Economia

«Agli Usa servono 100 miliardi di dollari»

da Milano

L’America ha bisogno di 100 miliardi di dollari. Da trovare in fretta, senza perder tempo prezioso. Perché gli stimoli che derivano dalla politica monetaria, per quanto ripetuti e puntuali, da soli non bastano a sostenere l’economia. Davanti al Congresso, nel pieno della bufera che sta scuotendo i mercati finanziari, il presidente della Federal Reserve, Ben Bernanke, appoggia senza riserve il piano di aiuti fiscali su cui la Casa Bianca e Capitol Hill stanno discutendo.
Le Borse sono in ascolto, ma non sembrano trovare conforto nelle parole, mai così esplicite, dell’ex professore di Princeton.
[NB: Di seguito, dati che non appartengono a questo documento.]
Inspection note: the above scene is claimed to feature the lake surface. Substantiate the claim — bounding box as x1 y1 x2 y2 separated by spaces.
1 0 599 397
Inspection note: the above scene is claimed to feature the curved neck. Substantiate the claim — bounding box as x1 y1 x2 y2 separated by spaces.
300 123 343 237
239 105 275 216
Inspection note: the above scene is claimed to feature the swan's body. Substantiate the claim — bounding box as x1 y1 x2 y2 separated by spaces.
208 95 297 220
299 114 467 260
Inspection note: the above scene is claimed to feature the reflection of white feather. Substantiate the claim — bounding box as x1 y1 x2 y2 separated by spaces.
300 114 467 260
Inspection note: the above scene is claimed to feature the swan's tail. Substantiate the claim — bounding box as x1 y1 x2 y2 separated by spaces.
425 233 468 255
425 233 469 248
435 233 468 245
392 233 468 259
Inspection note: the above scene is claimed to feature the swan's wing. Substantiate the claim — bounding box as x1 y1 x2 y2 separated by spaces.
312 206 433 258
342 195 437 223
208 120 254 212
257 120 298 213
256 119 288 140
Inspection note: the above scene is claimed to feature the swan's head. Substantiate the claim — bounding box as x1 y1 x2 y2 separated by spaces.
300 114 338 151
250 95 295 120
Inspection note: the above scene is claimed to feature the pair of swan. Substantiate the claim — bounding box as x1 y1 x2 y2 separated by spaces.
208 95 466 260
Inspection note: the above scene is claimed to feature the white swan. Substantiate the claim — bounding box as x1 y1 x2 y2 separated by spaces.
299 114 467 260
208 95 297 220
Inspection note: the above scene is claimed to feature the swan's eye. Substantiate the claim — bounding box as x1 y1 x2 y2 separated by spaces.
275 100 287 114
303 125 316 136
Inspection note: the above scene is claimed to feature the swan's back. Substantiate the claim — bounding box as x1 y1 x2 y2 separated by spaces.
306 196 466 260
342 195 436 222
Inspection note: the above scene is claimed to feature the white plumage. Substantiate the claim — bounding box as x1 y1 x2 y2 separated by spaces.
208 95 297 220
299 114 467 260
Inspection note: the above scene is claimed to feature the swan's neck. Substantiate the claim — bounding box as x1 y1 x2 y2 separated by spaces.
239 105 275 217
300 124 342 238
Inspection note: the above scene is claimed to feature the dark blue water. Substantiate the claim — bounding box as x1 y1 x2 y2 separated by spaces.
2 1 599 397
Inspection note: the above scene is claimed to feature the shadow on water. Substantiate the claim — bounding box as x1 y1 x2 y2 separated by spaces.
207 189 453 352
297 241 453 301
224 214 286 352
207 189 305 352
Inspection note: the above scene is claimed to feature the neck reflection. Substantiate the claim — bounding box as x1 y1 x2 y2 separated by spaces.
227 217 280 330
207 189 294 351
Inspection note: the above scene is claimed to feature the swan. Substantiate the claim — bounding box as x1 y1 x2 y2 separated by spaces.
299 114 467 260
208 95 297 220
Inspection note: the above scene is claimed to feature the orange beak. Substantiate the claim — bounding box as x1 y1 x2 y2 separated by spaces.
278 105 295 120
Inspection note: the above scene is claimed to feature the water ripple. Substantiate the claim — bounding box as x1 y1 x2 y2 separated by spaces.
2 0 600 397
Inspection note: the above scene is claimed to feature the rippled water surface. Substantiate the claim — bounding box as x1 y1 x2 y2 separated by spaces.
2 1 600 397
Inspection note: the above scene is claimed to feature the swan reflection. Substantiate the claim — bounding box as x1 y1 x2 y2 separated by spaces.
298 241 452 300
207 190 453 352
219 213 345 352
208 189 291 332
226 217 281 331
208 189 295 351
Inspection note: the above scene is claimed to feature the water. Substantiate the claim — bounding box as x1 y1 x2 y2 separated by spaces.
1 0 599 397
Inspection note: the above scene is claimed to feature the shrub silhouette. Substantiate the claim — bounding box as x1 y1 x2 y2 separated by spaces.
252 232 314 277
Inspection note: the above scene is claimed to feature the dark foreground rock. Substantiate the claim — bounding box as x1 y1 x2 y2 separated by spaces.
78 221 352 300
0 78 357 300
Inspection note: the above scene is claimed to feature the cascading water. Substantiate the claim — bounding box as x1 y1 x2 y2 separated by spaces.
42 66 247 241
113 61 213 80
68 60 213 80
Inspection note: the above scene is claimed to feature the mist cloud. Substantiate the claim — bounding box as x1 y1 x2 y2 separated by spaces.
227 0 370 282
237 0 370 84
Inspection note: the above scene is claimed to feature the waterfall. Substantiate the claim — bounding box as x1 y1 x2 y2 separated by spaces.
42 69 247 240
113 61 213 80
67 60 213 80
Stecca l’Europa (dal calo dello 0,68 di Londra al meno 1,3% di Parigi, con Milano scesa dello 0,88%), crolla Wall Street (oltre 300 punti bruciati dal Dow Jones, pari a un ribasso del 2,48%, mentre il Nasdaq è arretrato del 2%), inciampano ancora gli investitori nei timori recessivi, questa volta alimentati proprio dal crac in gennaio di uno degli indicatori-chiave di matrice Fed, quello sullo stato di salute delle imprese nell’area di Philadelphia. Il consensus degli analisti convergeva alla vigilia su un calo contenuto, meno uno, dal meno 16 di dicembre. Il verdetto è stato da choc: meno 20,9, il peggior risultato dall’epoca nefasta delle Twin Towers. Volgere lo sguardo altrove? Non serve, se il mercato del mattone continua a essere scosso da terremoti: malissimo le vendite di nuove case (meno 14% il mese scorso), mai così in basso da oltre 27 anni l’apertura di nuovi cantieri nel 2007. E poi ci sono le trimestrali: quella diffusa ieri da Merrill Lynch riporta in tutta evidenza le ferite da subprime, con perdite nel periodo ottobre-dicembre per quasi 10 miliardi di dollari, dopo svalutazioni per un valore di 14,6 miliardi.
Eppure, a dispetto del suo predecessore Alan Greenspan, Bernanke ribadisce al Congresso di non «prevedere attualmente la recessione». Batte ancora una volta sul tasto del forte rallentamento della crescita, ma pur sottolineando i rischi di decelerazione più pronunciati «che Europa e Asia non corrono», il numero uno dell’istituto centrale Usa si dice certo che l’economia «mantiene una sua capacità di ripresa». Quando però il discorso si sposta sul terreno minato delle perdite provocate dai mutui ad alto tasso di insolvenza, le cifre sono da brivido. Quantifica Bernanke: «Potrebbero ammontare a diversi multipli di 100 miliardi, ma non supereranno i 500 miliardi». La Fed, ribadisce, farà la sua parte per aiutare l’economia attraverso «misure aggressive», con ciò confermando le attese per una riduzione di almeno mezzo punto dei tassi (c’è chi non esclude un taglio dello 0,75%) a fine mese.
Se lasciata sola a combattere, tuttavia, la Fed ha in mano un’arma spuntata. Servono alleati, ovvero stimoli fiscali «non di sola facciata», per un valore di 100 miliardi. Bernanke cita il 2001, quando «una forte recessione» venne evitata grazie alla politica delle detrazioni, peraltro non condivisa all’epoca da Greenspan. È la stessa politica che trova supporter in Hillary Clinton, favorevole a creare un fondo di emergenza da 30 miliardi, e nel suo rivale nella corsa verso le presidenziali, Barack Obama (sgravi per 37 miliardi), mentre la Casa Bianca e il Congresso sono al lavoro per introdurre un pacchetto di aiuti da 100-150 miliardi, anche se nessuna cifra è stata ancora stabilita. George W. Bush esporrà oggi le ragioni degli interventi e presenterà i dettagli del programma il prossimo 28 gennaio, in occasione del discorso sullo stato dell’Unione. Il 9 gennaio, il Wall Street Journal aveva riportato indiscrezioni secondo cui il piano di incentivi fa perno su rimborsi fiscali fino a un valore di 500 dollari, da spedire a casa sotto forma di assegni, e cambiamenti nella normativa fiscale più favorevoli alle aziende.


Bernanke, oltre a spiegare che il provvedimento deve essere varato velocemente per avere il massimo impatto nell’arco di 12 mesi, ha posto dei paletti al piano di sgravi fiscali, a cominciare dalla durata, che dev’essere temporanea per evitare «stimoli non voluti oltre un orizzonte di medio termine, sia per non aumentare il deficit strutturale del governo».